If you’re an American business operating in or sourcing from a developing country, you probably know that telling stories of your social impact in those countries can be an important marketing tool that helps attract customers and even investment. Often, though, despite your good intentions, these stories can fall back on stereotypes and white savior imagery. You want to talk about how your company is helping lift people out of poverty, or providing reliable jobs, or contributing to community health, but without sounding like you’ve swooped in to save the helpless natives. Here are three practical ways to avoid the white savior narrative while effectively communicating your social impact:
1. Make sure your subjects are aware of what their story and image will be used for.

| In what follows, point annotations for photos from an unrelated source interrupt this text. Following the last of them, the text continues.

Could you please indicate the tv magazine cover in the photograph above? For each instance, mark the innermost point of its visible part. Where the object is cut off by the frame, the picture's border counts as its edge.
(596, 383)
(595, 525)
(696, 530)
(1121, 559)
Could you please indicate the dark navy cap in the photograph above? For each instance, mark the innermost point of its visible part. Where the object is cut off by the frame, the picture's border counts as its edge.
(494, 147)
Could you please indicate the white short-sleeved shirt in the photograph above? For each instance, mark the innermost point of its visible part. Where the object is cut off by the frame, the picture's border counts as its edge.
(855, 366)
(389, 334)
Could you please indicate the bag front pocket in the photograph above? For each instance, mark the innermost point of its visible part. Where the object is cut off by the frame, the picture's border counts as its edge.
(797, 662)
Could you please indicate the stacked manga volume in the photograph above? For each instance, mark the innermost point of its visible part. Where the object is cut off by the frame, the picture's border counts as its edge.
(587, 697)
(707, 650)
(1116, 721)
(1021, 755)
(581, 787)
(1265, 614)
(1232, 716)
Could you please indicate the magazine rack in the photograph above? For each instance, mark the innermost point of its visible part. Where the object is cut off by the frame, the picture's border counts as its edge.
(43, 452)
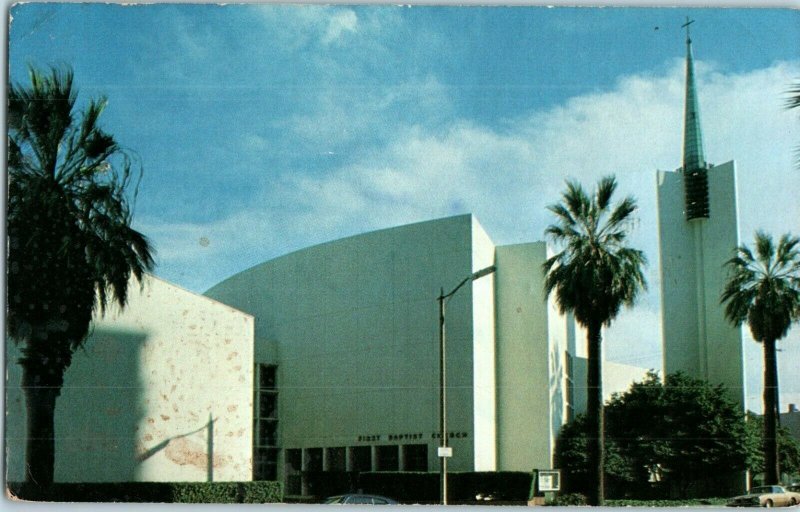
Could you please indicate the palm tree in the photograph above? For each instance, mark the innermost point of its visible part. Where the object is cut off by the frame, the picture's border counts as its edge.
(71, 249)
(764, 291)
(594, 275)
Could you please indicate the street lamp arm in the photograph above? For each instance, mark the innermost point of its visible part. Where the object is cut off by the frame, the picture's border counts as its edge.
(477, 275)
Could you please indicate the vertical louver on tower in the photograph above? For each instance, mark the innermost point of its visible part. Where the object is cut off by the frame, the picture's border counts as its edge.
(694, 165)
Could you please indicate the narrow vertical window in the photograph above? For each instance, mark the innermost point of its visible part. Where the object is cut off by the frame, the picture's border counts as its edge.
(265, 424)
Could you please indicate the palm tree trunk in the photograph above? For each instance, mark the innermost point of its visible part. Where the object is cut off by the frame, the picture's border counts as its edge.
(594, 414)
(40, 402)
(771, 461)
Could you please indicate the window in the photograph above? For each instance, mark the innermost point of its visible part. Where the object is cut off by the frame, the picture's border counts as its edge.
(362, 458)
(336, 459)
(265, 424)
(388, 459)
(416, 457)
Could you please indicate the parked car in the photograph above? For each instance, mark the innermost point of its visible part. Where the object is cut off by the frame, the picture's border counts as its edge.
(766, 496)
(360, 499)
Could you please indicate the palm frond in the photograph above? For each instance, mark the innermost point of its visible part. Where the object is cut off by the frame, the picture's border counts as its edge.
(595, 274)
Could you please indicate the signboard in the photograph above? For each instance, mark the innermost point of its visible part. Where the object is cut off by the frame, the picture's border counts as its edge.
(549, 480)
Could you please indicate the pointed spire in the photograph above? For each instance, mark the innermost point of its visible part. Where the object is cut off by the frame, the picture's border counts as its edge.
(694, 164)
(693, 157)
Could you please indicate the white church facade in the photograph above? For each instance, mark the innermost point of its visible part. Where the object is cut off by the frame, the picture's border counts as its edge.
(327, 359)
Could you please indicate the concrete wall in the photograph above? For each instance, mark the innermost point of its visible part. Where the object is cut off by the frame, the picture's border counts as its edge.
(617, 378)
(138, 399)
(692, 257)
(483, 355)
(353, 328)
(523, 379)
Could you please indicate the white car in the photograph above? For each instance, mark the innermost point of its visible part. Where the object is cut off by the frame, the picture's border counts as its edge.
(766, 496)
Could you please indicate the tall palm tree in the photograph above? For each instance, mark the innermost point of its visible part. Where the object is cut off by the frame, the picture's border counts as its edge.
(763, 289)
(593, 276)
(71, 249)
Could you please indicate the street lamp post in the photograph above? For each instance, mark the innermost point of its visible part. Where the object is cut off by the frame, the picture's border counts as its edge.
(444, 451)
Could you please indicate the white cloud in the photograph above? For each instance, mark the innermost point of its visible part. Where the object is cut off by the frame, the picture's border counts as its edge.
(507, 176)
(341, 22)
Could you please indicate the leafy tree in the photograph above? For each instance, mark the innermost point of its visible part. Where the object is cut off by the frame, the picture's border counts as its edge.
(663, 436)
(71, 249)
(763, 289)
(685, 427)
(593, 276)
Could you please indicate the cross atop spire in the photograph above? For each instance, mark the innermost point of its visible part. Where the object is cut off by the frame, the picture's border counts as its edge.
(686, 25)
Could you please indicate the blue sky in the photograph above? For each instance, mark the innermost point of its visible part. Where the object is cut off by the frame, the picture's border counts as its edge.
(265, 129)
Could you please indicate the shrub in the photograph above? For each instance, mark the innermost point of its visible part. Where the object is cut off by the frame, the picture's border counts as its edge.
(151, 492)
(569, 500)
(418, 487)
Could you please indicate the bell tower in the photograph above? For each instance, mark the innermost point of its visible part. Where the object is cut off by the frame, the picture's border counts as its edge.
(698, 229)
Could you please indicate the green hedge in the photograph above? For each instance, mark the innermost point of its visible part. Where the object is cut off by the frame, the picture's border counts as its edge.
(414, 487)
(152, 492)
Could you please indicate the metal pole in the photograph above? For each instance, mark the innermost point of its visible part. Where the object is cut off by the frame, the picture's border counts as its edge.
(442, 402)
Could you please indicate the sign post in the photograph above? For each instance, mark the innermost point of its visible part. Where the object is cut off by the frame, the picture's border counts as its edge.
(549, 482)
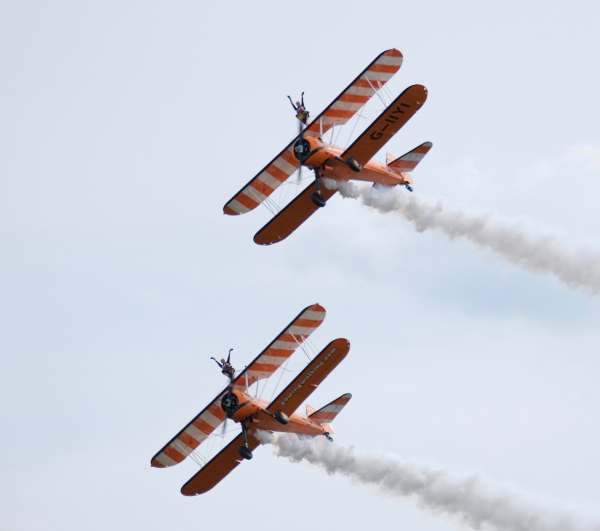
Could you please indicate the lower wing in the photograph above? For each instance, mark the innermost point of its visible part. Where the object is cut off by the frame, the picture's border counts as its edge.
(292, 216)
(218, 467)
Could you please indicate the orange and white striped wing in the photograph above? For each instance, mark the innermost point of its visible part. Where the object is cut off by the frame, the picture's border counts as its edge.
(264, 184)
(283, 346)
(344, 107)
(192, 435)
(326, 414)
(359, 92)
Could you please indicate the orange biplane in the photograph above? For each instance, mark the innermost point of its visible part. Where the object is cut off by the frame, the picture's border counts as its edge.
(327, 161)
(235, 403)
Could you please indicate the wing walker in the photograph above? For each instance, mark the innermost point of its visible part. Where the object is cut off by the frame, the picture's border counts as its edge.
(252, 414)
(327, 161)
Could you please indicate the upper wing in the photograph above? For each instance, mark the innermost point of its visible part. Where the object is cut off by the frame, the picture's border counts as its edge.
(357, 93)
(262, 186)
(200, 427)
(344, 107)
(292, 216)
(218, 467)
(309, 379)
(387, 124)
(282, 347)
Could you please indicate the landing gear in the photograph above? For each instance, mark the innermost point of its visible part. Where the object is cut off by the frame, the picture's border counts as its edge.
(354, 165)
(281, 417)
(244, 450)
(317, 199)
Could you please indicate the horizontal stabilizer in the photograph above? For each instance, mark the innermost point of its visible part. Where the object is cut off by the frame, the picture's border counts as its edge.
(408, 162)
(327, 413)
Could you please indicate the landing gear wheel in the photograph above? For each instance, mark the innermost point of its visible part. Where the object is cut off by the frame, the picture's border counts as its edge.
(245, 452)
(317, 199)
(281, 417)
(354, 165)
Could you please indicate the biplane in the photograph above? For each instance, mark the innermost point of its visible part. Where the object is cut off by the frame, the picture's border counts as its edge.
(252, 414)
(327, 161)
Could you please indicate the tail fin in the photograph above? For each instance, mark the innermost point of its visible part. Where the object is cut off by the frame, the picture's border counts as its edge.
(326, 414)
(408, 161)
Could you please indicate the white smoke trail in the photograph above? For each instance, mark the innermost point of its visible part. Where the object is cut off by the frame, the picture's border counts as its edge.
(468, 499)
(538, 254)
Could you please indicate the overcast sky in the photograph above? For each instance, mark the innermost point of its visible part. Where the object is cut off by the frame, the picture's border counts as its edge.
(125, 127)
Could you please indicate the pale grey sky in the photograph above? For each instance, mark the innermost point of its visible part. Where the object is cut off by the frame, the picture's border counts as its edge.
(127, 125)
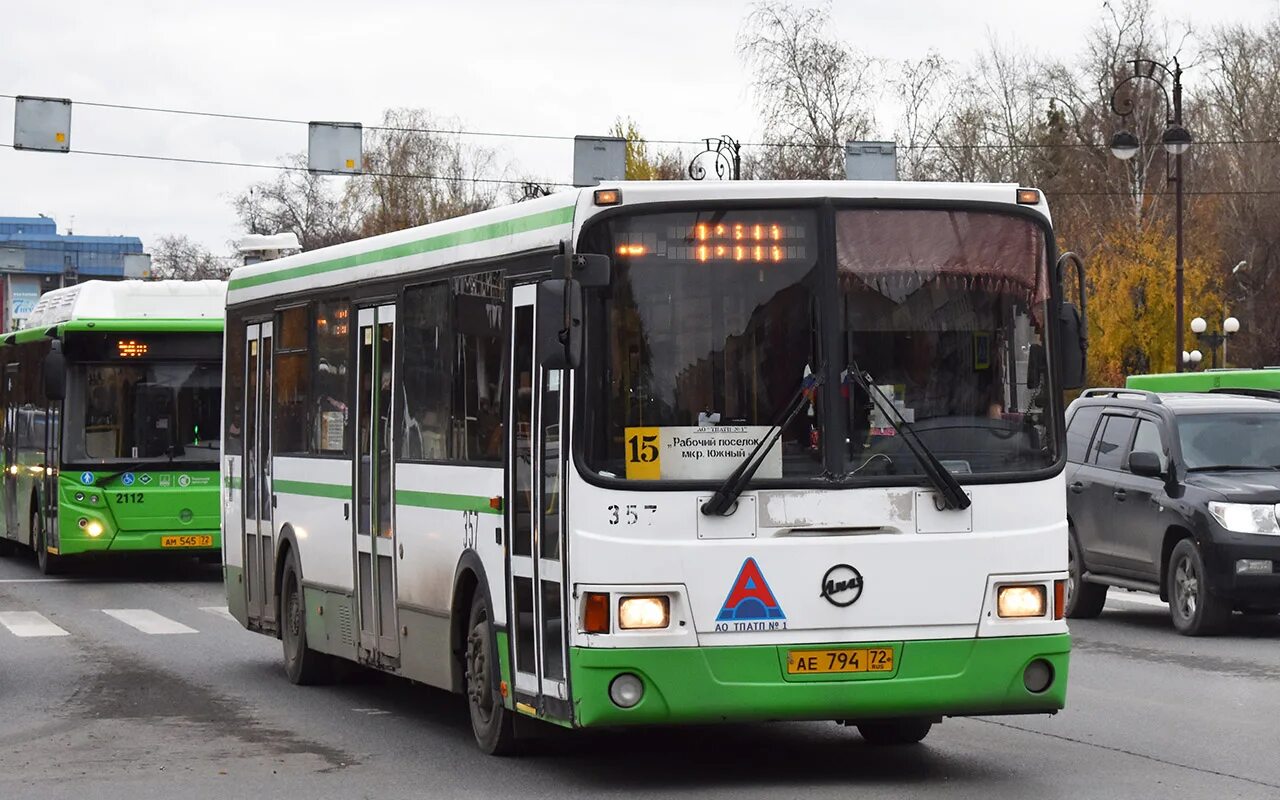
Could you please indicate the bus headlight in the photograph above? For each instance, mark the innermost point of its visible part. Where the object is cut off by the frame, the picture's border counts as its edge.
(1020, 600)
(644, 612)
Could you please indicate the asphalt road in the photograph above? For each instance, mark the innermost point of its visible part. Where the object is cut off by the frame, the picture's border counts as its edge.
(201, 708)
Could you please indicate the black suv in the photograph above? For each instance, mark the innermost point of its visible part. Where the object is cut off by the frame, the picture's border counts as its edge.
(1175, 494)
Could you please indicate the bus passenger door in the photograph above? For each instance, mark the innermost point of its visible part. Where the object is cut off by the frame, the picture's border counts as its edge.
(374, 525)
(536, 590)
(259, 499)
(10, 451)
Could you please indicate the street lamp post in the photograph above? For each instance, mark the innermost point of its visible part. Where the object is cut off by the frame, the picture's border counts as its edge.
(1176, 141)
(1212, 338)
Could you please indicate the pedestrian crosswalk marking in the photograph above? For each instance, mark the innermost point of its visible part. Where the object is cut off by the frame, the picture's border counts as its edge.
(219, 611)
(30, 624)
(149, 621)
(1148, 600)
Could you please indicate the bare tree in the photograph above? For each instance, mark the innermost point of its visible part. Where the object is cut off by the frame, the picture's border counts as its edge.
(923, 90)
(178, 257)
(419, 170)
(297, 201)
(645, 165)
(814, 91)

This seems like it should be obvious, and yet in gathering stories of your impact on the local community, it’s easy to get wrapped up in finding the story you want to tell and forget that the people you’re talking to have agency. Once you’ve identified someone whose story you’d like to tell, start by explaining to them why you’re interested in talking to them, where their story and any photos you take of them will be published, and why your audience back home is interested to learn more about them. Then get formal consent to publish your subject’s story and image. Release forms are standard operating procedure in the US – use them for your storytelling in developing countries, too. There’s no need to use lots of legal terms and jargon (and in fact you shouldn’t if English isn’t the person’s first language), but this is a small, simple way to help mitigate the power imbalance that’s inherent between you and your subject.
2. Tell people’s actual stories.
You have a certain story you’re trying to tell, and hopefully you’ve identified people whose experience of your company fits with that story. But if you find yourself talking to someone who actually hasn’t had the kind of experience you’re hoping to highlight, don’t record their story and then change it to suit your needs. Co-opting their experience by twisting or editing their words so heavily it’s not really their story anymore will make it inauthentic, and I promise that will show. Instead, find a more appropriate subject or reconsider the angle you’re going for. You might even find a better story than you anticipated!
3. Talk about your relationship with your subject as a two-way street.
Your subject isn’t the only one benefiting from your business’s relationship with them; your business is benefiting as well – otherwise you probably wouldn’t be involved with them in the first place. Don’t be afraid to frame your story as one of a mutually beneficial relationship for fear of sounding like you’re exploiting people. Treating people like they need something from you (jobs, income, health clinics, etc.) AND you need something from them (labor, materials, goodwill, etc.) is far less insulting (and more accurate!) than simply treating them like passive recipients of your benevolence.
This is obviously a big topic that evokes a lot of emotion and is part of a centuries-old discussion of race and power, so you’ll definitely hear more from me on the subject as I help you find effective ways to communicate your business’s value. But start with these three things and you’ll see an instant improvement in the way you tell your company’s story!